In the online test, I think I chose "agree," but not "strongly agree."
Becoming a smoker, or not fastening your seat belt, is your own business because you hurt no one but yourself.
Definitely agree.
There are caveats in both those cases, though. For smoking, I'm against public smoking because it harms others. Even if you set aside secondhand smoke (which I think is becoming convincing, but still with some doubts), there are many who are simply allergic or asthmatic for home public smoking does real harm.
For seat belts, it could be argued that not wearing seat belts drives up insurance costs. That can be addressed within the insurance system, though.
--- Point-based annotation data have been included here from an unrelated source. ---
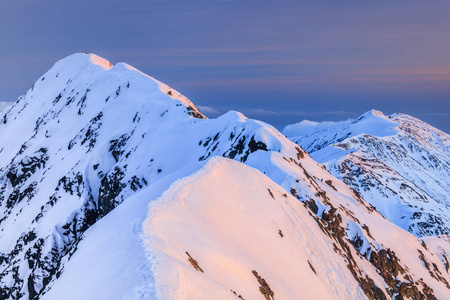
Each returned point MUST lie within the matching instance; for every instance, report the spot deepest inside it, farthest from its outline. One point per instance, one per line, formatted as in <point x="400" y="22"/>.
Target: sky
<point x="277" y="61"/>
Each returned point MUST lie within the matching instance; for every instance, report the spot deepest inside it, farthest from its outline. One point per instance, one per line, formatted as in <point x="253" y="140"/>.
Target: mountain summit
<point x="115" y="186"/>
<point x="398" y="163"/>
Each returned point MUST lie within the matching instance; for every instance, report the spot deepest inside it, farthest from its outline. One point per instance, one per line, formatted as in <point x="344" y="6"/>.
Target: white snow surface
<point x="108" y="179"/>
<point x="398" y="163"/>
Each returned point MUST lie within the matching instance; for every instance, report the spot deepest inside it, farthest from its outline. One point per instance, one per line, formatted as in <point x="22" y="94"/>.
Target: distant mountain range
<point x="398" y="163"/>
<point x="115" y="186"/>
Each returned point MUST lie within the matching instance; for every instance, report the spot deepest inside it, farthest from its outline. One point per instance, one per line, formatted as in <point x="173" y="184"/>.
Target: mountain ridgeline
<point x="115" y="186"/>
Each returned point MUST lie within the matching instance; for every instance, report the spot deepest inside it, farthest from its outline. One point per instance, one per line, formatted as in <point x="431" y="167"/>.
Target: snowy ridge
<point x="90" y="146"/>
<point x="398" y="163"/>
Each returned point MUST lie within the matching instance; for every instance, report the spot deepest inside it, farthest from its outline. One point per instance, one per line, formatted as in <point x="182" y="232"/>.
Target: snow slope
<point x="91" y="145"/>
<point x="398" y="163"/>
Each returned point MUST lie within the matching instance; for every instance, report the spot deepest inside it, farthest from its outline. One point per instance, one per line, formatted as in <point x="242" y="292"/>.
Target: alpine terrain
<point x="115" y="186"/>
<point x="398" y="163"/>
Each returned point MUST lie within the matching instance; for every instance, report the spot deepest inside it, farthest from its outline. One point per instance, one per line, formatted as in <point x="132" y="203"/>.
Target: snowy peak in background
<point x="399" y="164"/>
<point x="116" y="182"/>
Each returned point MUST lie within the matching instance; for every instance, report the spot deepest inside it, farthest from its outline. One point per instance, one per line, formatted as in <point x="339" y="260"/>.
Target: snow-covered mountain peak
<point x="399" y="164"/>
<point x="320" y="135"/>
<point x="89" y="147"/>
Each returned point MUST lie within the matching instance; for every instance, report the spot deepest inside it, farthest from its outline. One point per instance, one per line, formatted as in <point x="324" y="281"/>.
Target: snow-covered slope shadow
<point x="398" y="163"/>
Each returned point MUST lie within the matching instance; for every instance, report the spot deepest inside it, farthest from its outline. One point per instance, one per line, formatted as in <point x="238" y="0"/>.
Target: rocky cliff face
<point x="398" y="163"/>
<point x="91" y="145"/>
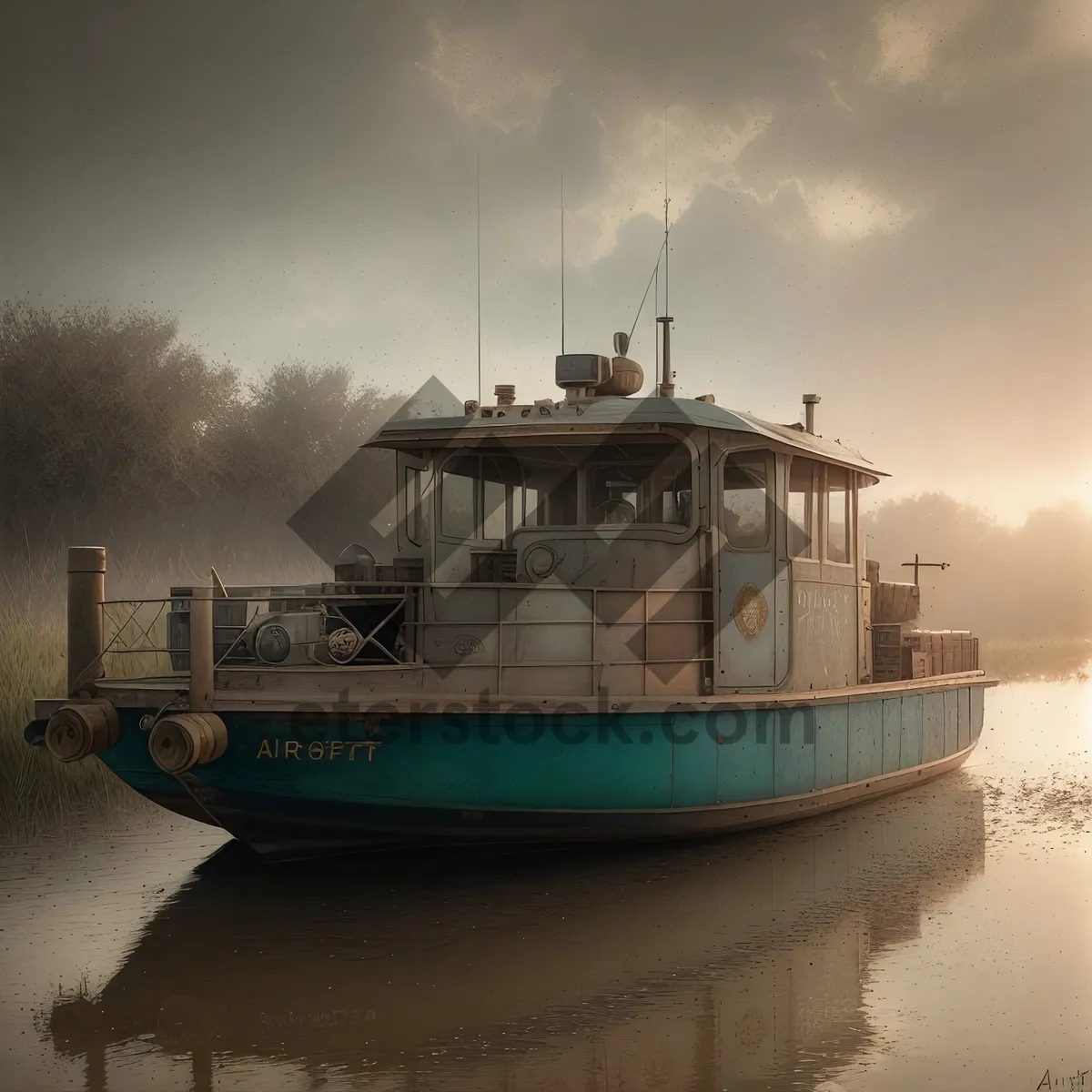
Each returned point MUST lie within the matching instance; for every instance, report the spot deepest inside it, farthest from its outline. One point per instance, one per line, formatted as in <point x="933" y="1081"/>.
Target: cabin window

Bad people weren't born bad -- their environment made them that way.
Wow, if I knew the answer to that...
While I don't believe that people are complete "tabula rasa" at birth, it seems foolish to say that their experiences and upbringing don't play a huge part in the way they behave as adults. At root, though, the question seems to imply a desire to place blame somewhere -- on the person or on "society." A favorite straw man of the right seems to be the liberal who lets criminals off the hook by "blaming society."
People have to be responsible for the their actions, but not to ignore the influence of poverty and racism (to name two factors) on crime is short-sighted.
The world would be a better place without people who have strong religious beliefs.
Would the world have been better off without Mother Teresa? I doubt it (although there are those that claim her anti-contraception dogma increased suffering in the areas she worked in). Would the world have been better off without Martin Luther King, Jr.? Without Gandhi?
Strong religious beliefs in and of themselves aren't bad -- it's what one chooses to do with them. If one uses them as inspiration to try to help people and create a better, more just world, that's one thing. If one instead tries to "save" everyone else by forcing them to behave in certain ways that benefit no one but a particular God, that's another.